2.Avoid Making Decisions When the Information Is Too Conflicting and Overwhelming
While this may sound contradictory to the previous point, having too much information can also be an issue when it comes to making good decisions. If your bulk of the information is complementary to each other, by all means, go ahead and make a good decision. However, when you have conflicting information that leaves you skeptical, you need to dig deeper and seek which information provides the most accuracy and value from all the information you have. If possible, delegate the work of analyzing information without overwhelming yourself and stressing out your mind.

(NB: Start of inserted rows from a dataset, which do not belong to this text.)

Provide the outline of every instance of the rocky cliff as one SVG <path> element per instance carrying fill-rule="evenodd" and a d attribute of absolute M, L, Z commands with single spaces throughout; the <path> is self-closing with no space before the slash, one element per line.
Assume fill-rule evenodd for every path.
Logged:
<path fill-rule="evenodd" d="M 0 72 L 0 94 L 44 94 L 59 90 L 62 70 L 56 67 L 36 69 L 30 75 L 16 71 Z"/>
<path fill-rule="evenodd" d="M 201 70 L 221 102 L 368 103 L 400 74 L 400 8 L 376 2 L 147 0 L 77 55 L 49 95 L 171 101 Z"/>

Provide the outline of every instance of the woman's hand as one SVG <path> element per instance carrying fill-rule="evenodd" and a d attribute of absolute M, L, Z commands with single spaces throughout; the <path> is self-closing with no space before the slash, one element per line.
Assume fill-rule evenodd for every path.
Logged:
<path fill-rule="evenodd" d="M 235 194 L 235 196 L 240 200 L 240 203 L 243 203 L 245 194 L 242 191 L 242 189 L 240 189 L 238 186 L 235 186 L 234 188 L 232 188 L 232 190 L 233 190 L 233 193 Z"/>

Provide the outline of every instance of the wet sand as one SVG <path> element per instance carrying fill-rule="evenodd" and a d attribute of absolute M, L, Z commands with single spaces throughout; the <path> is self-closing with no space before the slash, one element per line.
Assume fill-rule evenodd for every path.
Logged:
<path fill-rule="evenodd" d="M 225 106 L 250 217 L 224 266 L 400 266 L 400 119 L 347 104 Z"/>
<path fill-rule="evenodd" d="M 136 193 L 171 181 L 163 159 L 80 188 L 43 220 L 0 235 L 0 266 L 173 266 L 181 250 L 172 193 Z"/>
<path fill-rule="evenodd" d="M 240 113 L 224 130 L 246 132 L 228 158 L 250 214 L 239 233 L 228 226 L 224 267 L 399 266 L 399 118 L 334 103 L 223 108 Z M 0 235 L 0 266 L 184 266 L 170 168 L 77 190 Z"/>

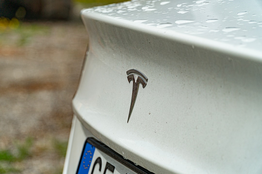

3.Avoid Making Decisions Trying to Please Everyone
You can never make a good decision easily if you have an inherent need to please everybody. There will always be someone who does not like what you decide. Have some confidence in your mind’s ability to make decisions on what is the best for you and your life. While it is perfectly good to listen to other opinions in the information gather and evaluation stage, the final decision about anything that is important to you should be done by yourself. Do not get groups of people, even if they are your closest friends, to make final decisions about your life.
4.Avoid Making Decisions When the Stakeholders Have Vested Interests
A vested interest means a personal reason for doing something. More complex decisions in life often come with multiple stakeholders that influence your decision. When it comes to these types of situations, always avoid making decisions when there are people with vested interests influencing your way of thinking when making the decision. Vested interests can weigh down a decision, and can also be manipulative at times. Always do your research about the stakeholders and how your decision may affect them when you are involving stakeholders when making major decisions.
5.Avoid Decisions With Too Much or Too Little Emotional Attachment
When you have an emotional attachment to a possible decision, there are things like the fear of change that can hold you back. For example, you may avoid leaving your hometown for better opportunities because you do not want to leave the house you grew up in. That attachment can truly hinder your growth and success. On the other hand, having zero emotional attachment can also be damaging when it comes to decision-making. In that case, try to connect with someone who genuinely cares about the decision you are making, and have them give you feedback about the decision you are ultimately going to make.
Our mind is a beautiful mosaic of numerous properties, and it adds a vibrant and humane edge to every single decision we make. This is why our decisions are not always the most logical and strategic course of action at any given time. It is our mind that infuses emotion, feeling, and thought into our decisions. It wades through all our memories and experiences to reason our actions. The mind’s ability to imagine beyond the physical limitations further adds interest and excitement to our decision, often making them more innovative and powerful than the most logical course of action. It is the complexity and creativity of our mind that helps make our decisions innovative, varied, and unique—which can be flawed sometimes, but inherently and beautifully human.